As I hang up a button-down dress shirt, I think back to those days of my childhood, as my Mom did the same things for those she loved. As I work, I talk face to face with God as He helps me with the biggest puzzles of all.  As the wind flutters through the fabric, around me come the sound of birds, perched on lines of their own, rejoicing without fail, their ceaseless, silver voices singing as if they are eternal, and for this moment may very well be. - LBJ

Saturday, January 11, 2020

Sounds Like a Fair Trade

Having an email address open to the public since it's tied to my author blog, I get a LOT of junk mail. Most I just delete as even Abby Lab found them incredulous

Occasionally, I read the more humorous ones.  I never respond.  But this one was just so blatantly BAD, not even trying to be clever to lure me into giving them my bank info or social security number so I can get my foreign lottery winnings or mystery inheritance from the relative I didn't know I had.

Spammer:

Help me bank transfer 2.5 million dollars.  I will give you 30%.

Me: 

Great!  And I will loan you my talking elephant (fluent in Farsi, English, and Mandarin Chinese).  You can rent him out to parties for entertainment and keep 30%.

I didn't hear back.

Saturday, January 4, 2020

Not of This World

Abby Lab here.
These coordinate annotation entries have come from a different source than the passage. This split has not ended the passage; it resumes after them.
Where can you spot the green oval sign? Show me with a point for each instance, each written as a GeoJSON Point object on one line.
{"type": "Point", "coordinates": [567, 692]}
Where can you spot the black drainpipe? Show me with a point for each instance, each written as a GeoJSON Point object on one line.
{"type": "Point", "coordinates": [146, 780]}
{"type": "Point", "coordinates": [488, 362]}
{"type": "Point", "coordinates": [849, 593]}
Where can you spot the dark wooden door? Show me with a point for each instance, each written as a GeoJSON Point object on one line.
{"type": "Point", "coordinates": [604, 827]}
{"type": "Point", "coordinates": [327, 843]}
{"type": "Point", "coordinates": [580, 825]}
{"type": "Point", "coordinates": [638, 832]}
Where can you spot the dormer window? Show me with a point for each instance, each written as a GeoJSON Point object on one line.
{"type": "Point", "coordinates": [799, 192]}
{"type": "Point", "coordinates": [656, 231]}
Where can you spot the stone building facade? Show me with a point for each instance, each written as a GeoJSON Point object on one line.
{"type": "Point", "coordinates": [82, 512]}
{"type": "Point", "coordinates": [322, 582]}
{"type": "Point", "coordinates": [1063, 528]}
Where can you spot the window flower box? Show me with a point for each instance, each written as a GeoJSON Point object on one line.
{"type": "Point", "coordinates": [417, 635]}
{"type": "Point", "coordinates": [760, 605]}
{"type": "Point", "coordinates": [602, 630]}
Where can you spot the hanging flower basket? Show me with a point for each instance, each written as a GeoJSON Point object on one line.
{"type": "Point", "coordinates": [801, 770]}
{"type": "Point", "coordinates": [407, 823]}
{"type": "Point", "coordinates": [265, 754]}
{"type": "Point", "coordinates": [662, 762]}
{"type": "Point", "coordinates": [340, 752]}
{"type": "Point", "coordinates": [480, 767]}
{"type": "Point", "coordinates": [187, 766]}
It was a quiet Saturday morning.  Mom was taking pictures of foodables in the dining room, while Lorelei was sleeping after her playtime. Suddenly a bright LIGHT appeared, and a strange creature was left in its place.

It's not of this world, I think it's a Martian.
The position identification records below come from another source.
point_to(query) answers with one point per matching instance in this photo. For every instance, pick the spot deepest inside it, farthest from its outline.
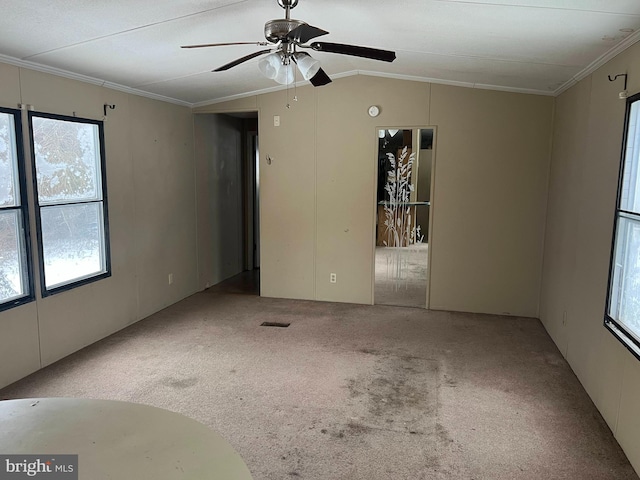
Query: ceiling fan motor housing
(277, 30)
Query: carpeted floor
(354, 392)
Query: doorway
(228, 182)
(403, 216)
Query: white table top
(118, 440)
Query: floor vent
(274, 324)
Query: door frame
(374, 202)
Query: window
(68, 164)
(15, 280)
(623, 297)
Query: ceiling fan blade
(241, 60)
(305, 32)
(354, 50)
(262, 44)
(320, 79)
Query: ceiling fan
(289, 36)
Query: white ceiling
(536, 46)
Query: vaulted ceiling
(535, 46)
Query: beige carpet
(354, 392)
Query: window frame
(24, 211)
(44, 290)
(629, 339)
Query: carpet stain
(179, 383)
(398, 394)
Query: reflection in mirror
(402, 216)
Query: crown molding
(87, 79)
(598, 62)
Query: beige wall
(318, 193)
(151, 199)
(582, 192)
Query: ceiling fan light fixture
(286, 74)
(270, 65)
(307, 65)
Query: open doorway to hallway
(227, 157)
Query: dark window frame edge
(619, 332)
(44, 291)
(24, 210)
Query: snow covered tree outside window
(623, 306)
(72, 219)
(14, 271)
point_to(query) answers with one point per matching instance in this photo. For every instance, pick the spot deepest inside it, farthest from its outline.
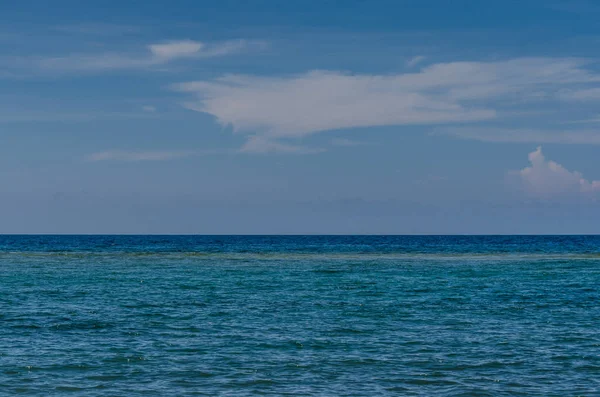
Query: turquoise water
(301, 316)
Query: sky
(312, 117)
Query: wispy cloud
(122, 155)
(263, 145)
(457, 92)
(346, 142)
(523, 135)
(587, 94)
(547, 179)
(157, 54)
(97, 29)
(414, 61)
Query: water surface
(306, 316)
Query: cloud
(175, 49)
(262, 145)
(524, 135)
(588, 94)
(546, 178)
(456, 92)
(414, 61)
(120, 155)
(157, 54)
(346, 142)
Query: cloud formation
(456, 92)
(157, 54)
(263, 145)
(525, 135)
(133, 156)
(546, 178)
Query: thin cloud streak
(521, 135)
(444, 93)
(157, 54)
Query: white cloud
(346, 142)
(263, 145)
(546, 178)
(414, 61)
(175, 49)
(121, 155)
(157, 54)
(524, 135)
(582, 95)
(457, 92)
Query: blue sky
(299, 117)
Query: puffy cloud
(546, 178)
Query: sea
(300, 315)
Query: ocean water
(299, 316)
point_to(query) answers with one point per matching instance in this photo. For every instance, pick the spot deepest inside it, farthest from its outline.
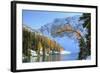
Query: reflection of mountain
(35, 40)
(50, 28)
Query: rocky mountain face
(50, 28)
It was tall, with one big eye and red spindly legs.  Its skin was Red Planet Red.  It didn't leave, staying in the room eyeing us ominously and in silence.  Mom said the mother ship must have gone out in the recyclable bin.
I'm starting to get a little spooked.

First there was the big silver thing that showed up in the utility room.  Mom said it's only a "Gar-Bage can" with a lid, so I don't go "dumpster diving" again (I didn't - I was just examining that York Peppermint Patty wrapper to ensure it couldn't be recycled).
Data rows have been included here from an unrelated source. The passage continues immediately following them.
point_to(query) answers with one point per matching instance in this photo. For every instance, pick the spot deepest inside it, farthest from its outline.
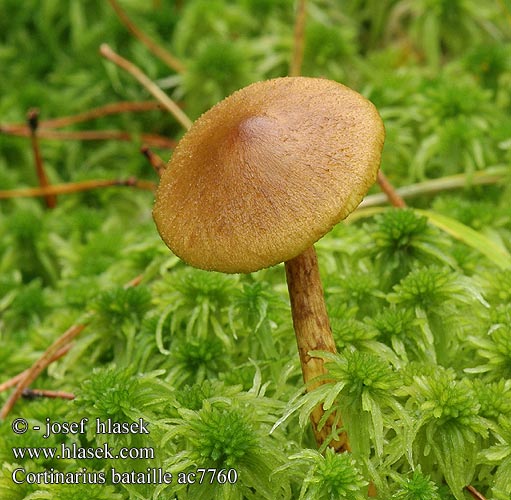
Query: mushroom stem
(313, 332)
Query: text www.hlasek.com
(77, 452)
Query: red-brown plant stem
(34, 371)
(313, 333)
(474, 493)
(43, 393)
(101, 111)
(32, 120)
(147, 83)
(155, 140)
(14, 380)
(75, 187)
(299, 39)
(161, 53)
(393, 196)
(51, 353)
(155, 161)
(92, 114)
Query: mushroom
(263, 175)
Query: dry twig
(161, 53)
(147, 83)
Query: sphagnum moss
(77, 252)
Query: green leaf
(497, 254)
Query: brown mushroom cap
(267, 172)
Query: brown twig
(75, 187)
(43, 393)
(14, 380)
(156, 162)
(101, 111)
(393, 196)
(299, 40)
(154, 140)
(34, 371)
(161, 53)
(49, 356)
(475, 494)
(33, 123)
(147, 83)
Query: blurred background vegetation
(400, 291)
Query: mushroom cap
(267, 172)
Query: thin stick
(492, 176)
(390, 191)
(313, 333)
(32, 120)
(76, 187)
(34, 371)
(44, 393)
(156, 162)
(155, 140)
(14, 380)
(149, 85)
(299, 37)
(101, 111)
(475, 494)
(156, 49)
(49, 356)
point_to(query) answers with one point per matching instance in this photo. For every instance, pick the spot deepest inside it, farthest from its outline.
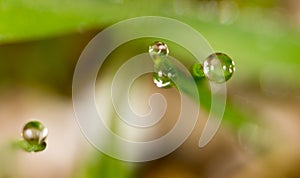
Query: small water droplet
(34, 134)
(158, 49)
(162, 80)
(197, 71)
(218, 67)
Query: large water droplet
(163, 71)
(218, 67)
(34, 134)
(158, 49)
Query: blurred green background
(41, 41)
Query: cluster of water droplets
(217, 67)
(34, 135)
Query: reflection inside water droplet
(161, 80)
(34, 134)
(218, 67)
(163, 73)
(197, 71)
(158, 49)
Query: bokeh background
(41, 41)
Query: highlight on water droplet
(218, 67)
(197, 71)
(34, 134)
(162, 80)
(158, 49)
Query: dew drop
(163, 71)
(197, 71)
(158, 49)
(218, 67)
(162, 80)
(34, 134)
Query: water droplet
(35, 133)
(163, 80)
(197, 71)
(163, 72)
(158, 49)
(218, 67)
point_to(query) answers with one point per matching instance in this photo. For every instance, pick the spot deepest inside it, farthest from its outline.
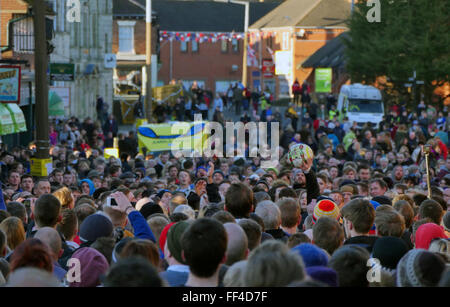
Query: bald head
(50, 237)
(237, 247)
(32, 277)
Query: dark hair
(133, 272)
(223, 217)
(2, 242)
(441, 202)
(431, 209)
(68, 224)
(290, 212)
(17, 209)
(178, 217)
(259, 196)
(83, 211)
(4, 215)
(297, 239)
(257, 219)
(435, 191)
(419, 198)
(405, 209)
(141, 248)
(253, 231)
(328, 234)
(350, 264)
(389, 223)
(47, 210)
(25, 176)
(287, 192)
(361, 213)
(204, 245)
(105, 246)
(32, 253)
(381, 182)
(239, 200)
Then the scary Martian shows up right in the middle of the dining room

Would it ever go away?

Mom, being smart, learned to communicate with it. And it communicated back.
Dad got the message and took it to the basement.

I'm going to keep an eye on things STRANGE things are happening around here as Mom and Dad get the house and basement organized as Dad finishing the rest of the drywall repair/painting in the master bathroom.

Mom! Mom! The Garbage Can gave birth!!

Friday, January 3, 2020

Frosty the Snowman

I said I was sorry.

You remember the lyrics from Frosty the Snowman?

Thumpity thump thump
Thumpity thump-thump
Look at Frosty go.

Were finishing dinner in the next room enjoying a glass of wine when from the living room we hear.

Thumpity thump thump
Thumpity thump-thump

Lorelei's big "tail of doom" is whacking the wood baseboard of the couch as she's fiercely wagging, happy about something.  She's on the floor with the Frosty Plush Christmas decoration in her mouth, swiped off the table with the aluminum Christmas tree on it and running with it!

Look at Frosty go!  Quick get it!
After a brief chase, Frosty was rescued with only minor tooth damage to his felt hat.  I think we had a second glass of wine.